By 2020, I had attended 40 Town Meetings, maybe more. One thing never changed: at times folks were hearing about an issue for the first time just minutes before they were asked to vote. A local, very local newspaper could inform the townsfolk about the issues long before Town meeting, and now we are two.
Then and Now
The second-ever newspaper in Berkshire County was the Western Star; published in Stockbridge in 1794. SU does not face two problems that early newspapers did. The Reverend Orville Dewey wrote about “an abominable smell caused by something in the manufacture.” Although a sober and religious man, Dewey wrote, “Gentlemen, it is a stink.”
Another reader complained about the ink coming off on his fingers as he turned the pages. Whatever else SU may face going forward, a digital newspaper avoids both those old-time inconveniences, and now we are two.

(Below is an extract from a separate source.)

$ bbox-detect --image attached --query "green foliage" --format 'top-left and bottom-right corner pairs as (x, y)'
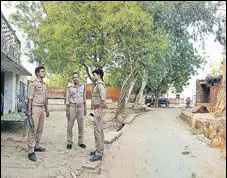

Stockbridge Updates has grown, hopefully, because we give the public what it wants. They want to know what’s going on, and what our elected, appointed, and paid officials are up to. They want a place to voice opinions and concerns. They want to see a nice-looking issue. Thanks to talented photographers and the beauty of our village, SU is lookin’ good.
The first issue appeared in August 2020, eight months after that January meeting, and now we are two. Thank you.